Nonmonotonic Reasoning and Its Applications

【作者】 刘飞

【导师】 李振江; 郭桥;

【作者基本信息】 河南大学 , 逻辑学, 2011, 硕士

【摘要】 经典逻辑的推理形式是演绎的、单调的,一般被称为单调推理。它在解决基础理论问题时发挥了精确性与严格性等特点。但是在处理日常复杂语境下的推理问题时,基于经典逻辑的单调推理具有一定的局限性。与之相反,非单调推理具有一定的灵活性。其特点是推理结论具有暂时性。随着新情况的出现,结论可能会被更正,以便符合实际情况。单调推理与非单调推理之间的区别类似于弗雷格所提出的显微镜与眼睛在功能上的比较。即显微镜发挥了精确性的特点,有助于研究微观世界,但不具有眼睛在生活中的灵活性。然而,眼睛也不可能直接观察到只有通过显微镜才能看到的微观世界。非单调这一概念于上世纪70年代被提出来。经过学者们数十年对非单调推理的研究,逐渐形成了与单调的经典逻辑不同的非单调逻辑。两者之间最明显的差别是,单调逻辑的定理集随前提集的增加而单调递增,而非单调逻辑的定理集是随前提集的增加而非单调递增。具体来说,在日常语境下,以已有知识和新加入的知识为前提,可以得出新结论。新结论往往会面临两种情况:要么是与已有知识无矛盾,要么是与已有知识发生矛盾。第一种情况符合单调逻辑的特点。
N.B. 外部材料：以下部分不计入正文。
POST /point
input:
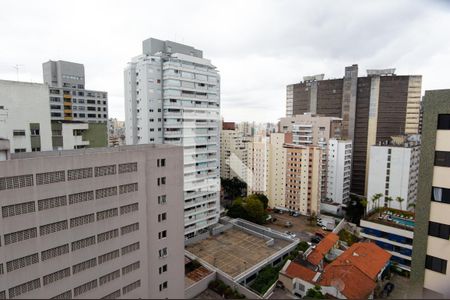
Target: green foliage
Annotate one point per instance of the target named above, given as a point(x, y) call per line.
point(234, 187)
point(224, 290)
point(250, 208)
point(315, 293)
point(348, 237)
point(265, 279)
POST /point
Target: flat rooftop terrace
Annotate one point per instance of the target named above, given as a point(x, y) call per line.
point(235, 251)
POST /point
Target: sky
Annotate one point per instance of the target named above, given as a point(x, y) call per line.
point(259, 47)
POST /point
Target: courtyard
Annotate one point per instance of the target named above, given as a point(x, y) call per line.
point(234, 251)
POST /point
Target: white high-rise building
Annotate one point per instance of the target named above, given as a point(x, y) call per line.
point(172, 95)
point(394, 172)
point(339, 171)
point(92, 223)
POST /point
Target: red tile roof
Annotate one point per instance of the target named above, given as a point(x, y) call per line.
point(322, 248)
point(295, 270)
point(367, 257)
point(349, 280)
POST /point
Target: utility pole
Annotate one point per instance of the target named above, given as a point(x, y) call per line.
point(17, 70)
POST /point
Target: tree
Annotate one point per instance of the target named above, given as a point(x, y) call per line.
point(376, 200)
point(255, 210)
point(388, 200)
point(315, 293)
point(400, 200)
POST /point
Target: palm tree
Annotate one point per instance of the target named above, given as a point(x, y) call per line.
point(400, 200)
point(388, 200)
point(376, 199)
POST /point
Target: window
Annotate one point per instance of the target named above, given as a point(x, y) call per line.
point(113, 295)
point(106, 214)
point(19, 236)
point(130, 248)
point(162, 269)
point(58, 275)
point(163, 252)
point(90, 263)
point(163, 286)
point(442, 159)
point(81, 220)
point(105, 170)
point(443, 122)
point(83, 243)
point(79, 173)
point(130, 287)
point(18, 132)
point(106, 192)
point(81, 197)
point(436, 264)
point(109, 277)
point(162, 217)
point(53, 227)
point(15, 182)
point(108, 256)
point(161, 162)
point(162, 234)
point(162, 199)
point(161, 181)
point(128, 188)
point(107, 235)
point(439, 230)
point(18, 209)
point(54, 252)
point(129, 208)
point(24, 288)
point(440, 195)
point(130, 268)
point(65, 295)
point(129, 228)
point(85, 288)
point(50, 177)
point(22, 262)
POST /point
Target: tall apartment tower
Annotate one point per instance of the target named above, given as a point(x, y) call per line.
point(25, 123)
point(172, 96)
point(430, 273)
point(92, 223)
point(373, 109)
point(394, 172)
point(73, 108)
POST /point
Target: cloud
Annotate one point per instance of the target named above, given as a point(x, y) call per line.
point(258, 46)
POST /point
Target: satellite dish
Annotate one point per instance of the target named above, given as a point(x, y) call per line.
point(338, 284)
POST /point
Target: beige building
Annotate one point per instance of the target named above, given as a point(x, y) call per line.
point(276, 181)
point(234, 154)
point(303, 165)
point(92, 223)
point(430, 272)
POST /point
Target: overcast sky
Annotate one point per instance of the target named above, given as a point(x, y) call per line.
point(258, 46)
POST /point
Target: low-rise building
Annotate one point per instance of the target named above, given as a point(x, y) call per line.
point(393, 231)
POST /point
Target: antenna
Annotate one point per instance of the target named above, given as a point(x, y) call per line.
point(17, 70)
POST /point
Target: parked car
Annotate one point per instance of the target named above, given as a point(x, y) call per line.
point(291, 234)
point(288, 224)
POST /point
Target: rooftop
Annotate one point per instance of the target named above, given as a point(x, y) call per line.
point(234, 251)
point(400, 219)
point(323, 248)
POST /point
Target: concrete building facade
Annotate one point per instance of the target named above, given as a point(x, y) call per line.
point(25, 123)
point(172, 96)
point(430, 274)
point(385, 105)
point(394, 172)
point(92, 223)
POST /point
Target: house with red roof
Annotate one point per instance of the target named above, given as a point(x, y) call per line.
point(352, 275)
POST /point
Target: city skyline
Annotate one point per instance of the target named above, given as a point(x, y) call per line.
point(256, 59)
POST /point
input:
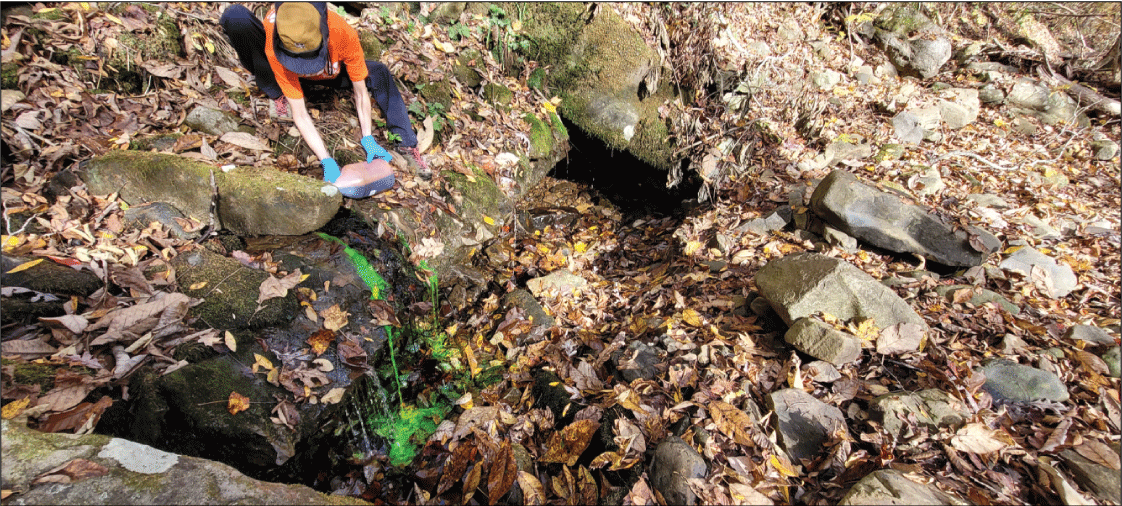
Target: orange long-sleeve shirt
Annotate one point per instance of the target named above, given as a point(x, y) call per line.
point(342, 48)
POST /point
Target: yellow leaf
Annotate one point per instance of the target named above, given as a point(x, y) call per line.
point(692, 318)
point(691, 247)
point(261, 361)
point(782, 468)
point(237, 403)
point(14, 408)
point(25, 266)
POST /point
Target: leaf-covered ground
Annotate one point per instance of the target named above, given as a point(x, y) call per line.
point(676, 283)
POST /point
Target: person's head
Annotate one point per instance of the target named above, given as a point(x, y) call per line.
point(301, 37)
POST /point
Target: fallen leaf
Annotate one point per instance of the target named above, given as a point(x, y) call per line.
point(976, 438)
point(321, 340)
point(901, 338)
point(230, 342)
point(1100, 453)
point(333, 318)
point(237, 403)
point(732, 422)
point(567, 445)
point(75, 470)
point(532, 490)
point(503, 474)
point(25, 266)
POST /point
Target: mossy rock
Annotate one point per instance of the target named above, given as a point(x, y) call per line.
point(251, 200)
point(371, 45)
point(229, 292)
point(498, 94)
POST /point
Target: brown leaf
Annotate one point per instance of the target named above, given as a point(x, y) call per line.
point(75, 470)
point(567, 445)
point(382, 313)
point(1097, 452)
point(333, 318)
point(237, 403)
point(70, 389)
point(732, 422)
point(532, 490)
point(321, 340)
point(457, 466)
point(900, 339)
point(503, 472)
point(352, 353)
point(471, 481)
point(76, 416)
point(273, 287)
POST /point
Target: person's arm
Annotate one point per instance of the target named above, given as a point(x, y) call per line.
point(306, 128)
point(362, 107)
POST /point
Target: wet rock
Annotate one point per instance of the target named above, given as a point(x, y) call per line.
point(886, 221)
point(1105, 149)
point(980, 296)
point(1091, 334)
point(1101, 480)
point(1112, 357)
point(803, 284)
point(159, 212)
point(229, 292)
point(253, 201)
point(558, 283)
point(213, 121)
point(803, 423)
point(822, 341)
point(1012, 382)
point(1058, 278)
point(764, 226)
point(637, 360)
point(673, 463)
point(135, 475)
point(891, 487)
point(931, 408)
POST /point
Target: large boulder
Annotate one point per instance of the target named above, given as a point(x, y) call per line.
point(803, 284)
point(891, 487)
point(121, 471)
point(886, 221)
point(251, 201)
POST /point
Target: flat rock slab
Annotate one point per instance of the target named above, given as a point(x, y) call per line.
point(892, 487)
point(253, 201)
point(931, 407)
point(803, 423)
point(821, 341)
point(1009, 380)
point(673, 463)
point(803, 284)
point(1054, 279)
point(134, 475)
point(888, 221)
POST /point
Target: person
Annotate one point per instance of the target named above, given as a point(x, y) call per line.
point(303, 43)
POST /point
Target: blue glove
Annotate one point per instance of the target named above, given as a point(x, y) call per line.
point(330, 169)
point(373, 150)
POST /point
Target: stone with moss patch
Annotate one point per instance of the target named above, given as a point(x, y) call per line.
point(251, 200)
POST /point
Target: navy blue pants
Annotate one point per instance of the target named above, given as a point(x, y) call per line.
point(247, 36)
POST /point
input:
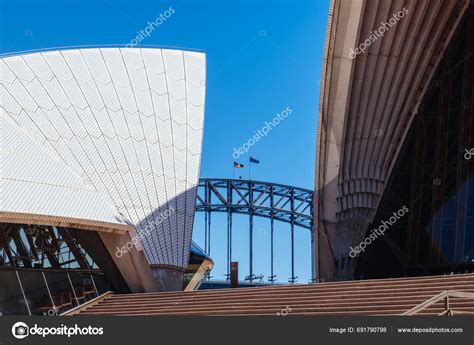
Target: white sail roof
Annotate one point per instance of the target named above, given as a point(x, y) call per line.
point(128, 121)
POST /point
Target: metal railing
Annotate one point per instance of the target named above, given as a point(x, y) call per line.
point(445, 295)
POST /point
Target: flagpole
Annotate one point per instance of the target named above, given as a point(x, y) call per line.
point(250, 168)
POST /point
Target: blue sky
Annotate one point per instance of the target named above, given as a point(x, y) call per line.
point(262, 57)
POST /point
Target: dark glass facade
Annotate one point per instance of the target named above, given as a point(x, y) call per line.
point(434, 177)
point(46, 270)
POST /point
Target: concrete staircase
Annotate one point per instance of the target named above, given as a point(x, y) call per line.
point(362, 297)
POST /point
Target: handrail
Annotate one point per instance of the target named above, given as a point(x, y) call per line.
point(444, 295)
point(84, 306)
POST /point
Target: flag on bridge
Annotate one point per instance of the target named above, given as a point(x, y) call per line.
point(254, 160)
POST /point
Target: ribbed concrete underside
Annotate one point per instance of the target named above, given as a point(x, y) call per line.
point(370, 297)
point(367, 103)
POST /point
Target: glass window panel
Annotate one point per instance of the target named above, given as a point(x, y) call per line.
point(36, 292)
point(12, 301)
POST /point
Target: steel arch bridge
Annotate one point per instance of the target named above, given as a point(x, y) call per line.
point(276, 202)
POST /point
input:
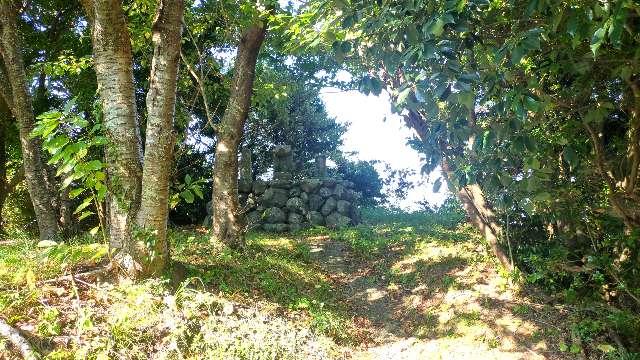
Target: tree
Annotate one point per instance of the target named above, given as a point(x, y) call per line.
point(19, 100)
point(226, 219)
point(137, 215)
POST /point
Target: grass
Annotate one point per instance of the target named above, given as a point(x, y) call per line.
point(272, 301)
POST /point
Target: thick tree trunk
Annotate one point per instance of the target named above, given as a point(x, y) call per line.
point(160, 139)
point(471, 197)
point(227, 225)
point(114, 72)
point(35, 170)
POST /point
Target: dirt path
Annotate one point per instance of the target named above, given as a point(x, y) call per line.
point(433, 303)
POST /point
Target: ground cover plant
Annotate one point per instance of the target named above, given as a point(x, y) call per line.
point(174, 184)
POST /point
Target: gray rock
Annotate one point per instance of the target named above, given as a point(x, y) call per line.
point(328, 206)
point(273, 215)
point(337, 221)
point(343, 207)
point(348, 184)
point(295, 218)
point(259, 187)
point(325, 192)
point(349, 195)
point(275, 227)
point(315, 218)
point(315, 202)
point(295, 205)
point(275, 197)
point(281, 184)
point(310, 185)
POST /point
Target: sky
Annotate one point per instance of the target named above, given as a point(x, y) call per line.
point(375, 133)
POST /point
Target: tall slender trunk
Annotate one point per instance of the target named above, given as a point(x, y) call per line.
point(471, 196)
point(4, 114)
point(123, 154)
point(227, 224)
point(35, 170)
point(160, 139)
point(139, 190)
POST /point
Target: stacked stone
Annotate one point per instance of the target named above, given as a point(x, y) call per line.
point(286, 205)
point(283, 204)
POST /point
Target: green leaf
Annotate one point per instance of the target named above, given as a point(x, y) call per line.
point(543, 196)
point(437, 27)
point(402, 96)
point(198, 191)
point(84, 215)
point(85, 203)
point(94, 165)
point(75, 193)
point(436, 185)
point(562, 346)
point(570, 156)
point(94, 230)
point(467, 99)
point(376, 86)
point(412, 34)
point(606, 348)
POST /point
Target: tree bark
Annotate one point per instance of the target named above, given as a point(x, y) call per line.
point(227, 224)
point(35, 170)
point(471, 197)
point(123, 154)
point(160, 139)
point(4, 114)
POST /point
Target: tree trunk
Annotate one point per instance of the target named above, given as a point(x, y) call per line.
point(123, 154)
point(471, 197)
point(4, 114)
point(35, 170)
point(227, 225)
point(160, 139)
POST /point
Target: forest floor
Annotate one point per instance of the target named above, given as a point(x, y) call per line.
point(384, 290)
point(438, 299)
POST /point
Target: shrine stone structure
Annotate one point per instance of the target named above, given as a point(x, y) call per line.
point(288, 204)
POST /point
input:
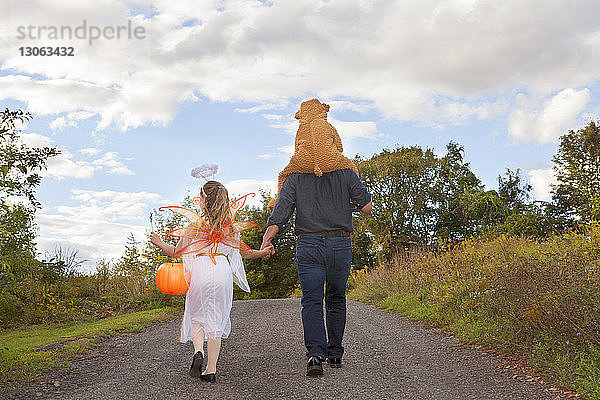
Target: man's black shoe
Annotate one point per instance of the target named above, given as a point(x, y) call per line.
point(334, 362)
point(314, 366)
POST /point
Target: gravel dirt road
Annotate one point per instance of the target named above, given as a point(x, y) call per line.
point(386, 357)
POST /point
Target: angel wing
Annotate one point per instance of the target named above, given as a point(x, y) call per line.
point(203, 233)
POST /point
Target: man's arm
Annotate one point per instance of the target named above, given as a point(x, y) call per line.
point(282, 212)
point(368, 208)
point(267, 237)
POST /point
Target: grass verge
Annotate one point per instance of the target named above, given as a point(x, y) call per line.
point(28, 352)
point(539, 301)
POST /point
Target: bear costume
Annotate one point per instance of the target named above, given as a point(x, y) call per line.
point(318, 147)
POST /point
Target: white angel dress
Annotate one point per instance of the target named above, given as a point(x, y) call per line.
point(210, 293)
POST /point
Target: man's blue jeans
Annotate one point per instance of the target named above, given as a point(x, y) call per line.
point(323, 260)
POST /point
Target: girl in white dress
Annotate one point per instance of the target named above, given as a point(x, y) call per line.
point(210, 293)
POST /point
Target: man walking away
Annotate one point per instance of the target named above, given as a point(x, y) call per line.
point(323, 253)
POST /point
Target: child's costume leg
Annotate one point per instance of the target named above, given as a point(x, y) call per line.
point(198, 339)
point(213, 348)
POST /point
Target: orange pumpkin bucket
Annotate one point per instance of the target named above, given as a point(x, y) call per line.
point(170, 279)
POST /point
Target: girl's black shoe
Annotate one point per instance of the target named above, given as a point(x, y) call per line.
point(208, 377)
point(196, 368)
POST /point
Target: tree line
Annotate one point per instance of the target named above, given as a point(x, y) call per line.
point(420, 199)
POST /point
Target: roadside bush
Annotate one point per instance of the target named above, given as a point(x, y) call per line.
point(537, 299)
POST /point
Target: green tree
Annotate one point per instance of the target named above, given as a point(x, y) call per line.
point(400, 183)
point(577, 169)
point(19, 164)
point(19, 171)
point(454, 180)
point(276, 277)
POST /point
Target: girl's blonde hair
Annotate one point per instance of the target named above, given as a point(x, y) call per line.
point(216, 203)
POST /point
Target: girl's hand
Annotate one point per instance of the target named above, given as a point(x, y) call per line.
point(267, 252)
point(155, 239)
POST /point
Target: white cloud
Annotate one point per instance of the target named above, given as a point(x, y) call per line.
point(35, 140)
point(556, 117)
point(540, 180)
point(354, 129)
point(109, 160)
point(422, 61)
point(241, 187)
point(100, 224)
point(63, 166)
point(60, 123)
point(90, 151)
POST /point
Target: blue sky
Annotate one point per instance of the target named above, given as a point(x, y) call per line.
point(220, 81)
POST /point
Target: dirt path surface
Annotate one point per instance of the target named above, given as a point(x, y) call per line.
point(386, 357)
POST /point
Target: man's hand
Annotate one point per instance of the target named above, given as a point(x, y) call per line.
point(368, 208)
point(267, 238)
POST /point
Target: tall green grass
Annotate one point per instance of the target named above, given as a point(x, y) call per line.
point(28, 352)
point(513, 294)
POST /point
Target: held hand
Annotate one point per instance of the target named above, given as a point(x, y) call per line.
point(155, 239)
point(269, 251)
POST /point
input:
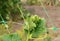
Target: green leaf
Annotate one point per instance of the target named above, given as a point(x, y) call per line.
point(35, 26)
point(11, 37)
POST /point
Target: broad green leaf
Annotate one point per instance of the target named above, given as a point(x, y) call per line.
point(11, 37)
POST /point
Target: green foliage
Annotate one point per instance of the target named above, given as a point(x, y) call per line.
point(11, 37)
point(8, 7)
point(33, 2)
point(35, 26)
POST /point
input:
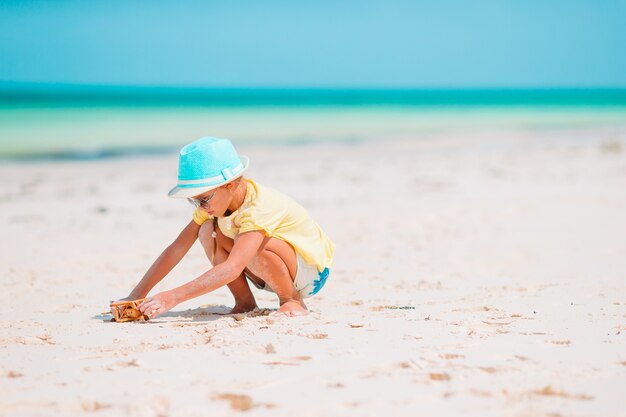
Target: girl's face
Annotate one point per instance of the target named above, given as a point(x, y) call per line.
point(215, 202)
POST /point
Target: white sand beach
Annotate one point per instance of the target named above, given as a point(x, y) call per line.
point(478, 273)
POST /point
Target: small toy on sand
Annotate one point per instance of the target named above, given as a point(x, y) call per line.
point(123, 311)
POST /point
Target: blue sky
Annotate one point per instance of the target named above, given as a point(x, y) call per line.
point(432, 44)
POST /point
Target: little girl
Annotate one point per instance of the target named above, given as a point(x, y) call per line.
point(248, 231)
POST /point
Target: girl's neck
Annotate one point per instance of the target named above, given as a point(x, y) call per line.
point(239, 195)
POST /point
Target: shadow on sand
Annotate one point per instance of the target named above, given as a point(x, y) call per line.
point(200, 314)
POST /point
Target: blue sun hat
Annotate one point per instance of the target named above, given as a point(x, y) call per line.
point(205, 164)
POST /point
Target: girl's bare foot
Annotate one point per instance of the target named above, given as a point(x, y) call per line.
point(293, 308)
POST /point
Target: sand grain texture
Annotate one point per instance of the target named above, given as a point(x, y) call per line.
point(475, 275)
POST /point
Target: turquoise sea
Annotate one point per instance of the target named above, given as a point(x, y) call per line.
point(88, 122)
第二种情况符合非单调逻辑的特点。对于第二种情况,如果能确保新结论符合一般事实,那么就要对已有知识做修改。从而更新知识。对已有知识不断修改,发展新知识的过程,符合人类认识世界的一般规律。一方面,非单调推理对于理解人类如何认识世界有重要启发意义。另一方面,非单调推理也可以作为一种实用的推理工具,应用于其他学科的研究中。因此,研究非单调推理具有重要意义。研究非单调推理首先需要研究非单调逻辑系统。从逻辑学的角度,研究非单调逻辑系统的一致性与完全性等性质,可以阐明非单调推理是如何满足对推理合理性的要求。到目前为止,讨论最多的非单调逻辑系统是模态非单调逻辑和缺省逻辑等等。通过探讨这两类逻辑系统,可以深入了解模态非单调推理与缺省推理。在正文中,首先要全面了解非单调推理。通过讨论模态非单调逻辑和缺省逻辑这两种非单调逻辑系统,对非单调推理有一个整体性的认识。其次对单调推理和非单调推理之间的联系与区别有一个清楚的认识。在此基础上,深入探讨非单调推理在解决常识推理问题方面的效用和在其他学科上所具有的理论价值。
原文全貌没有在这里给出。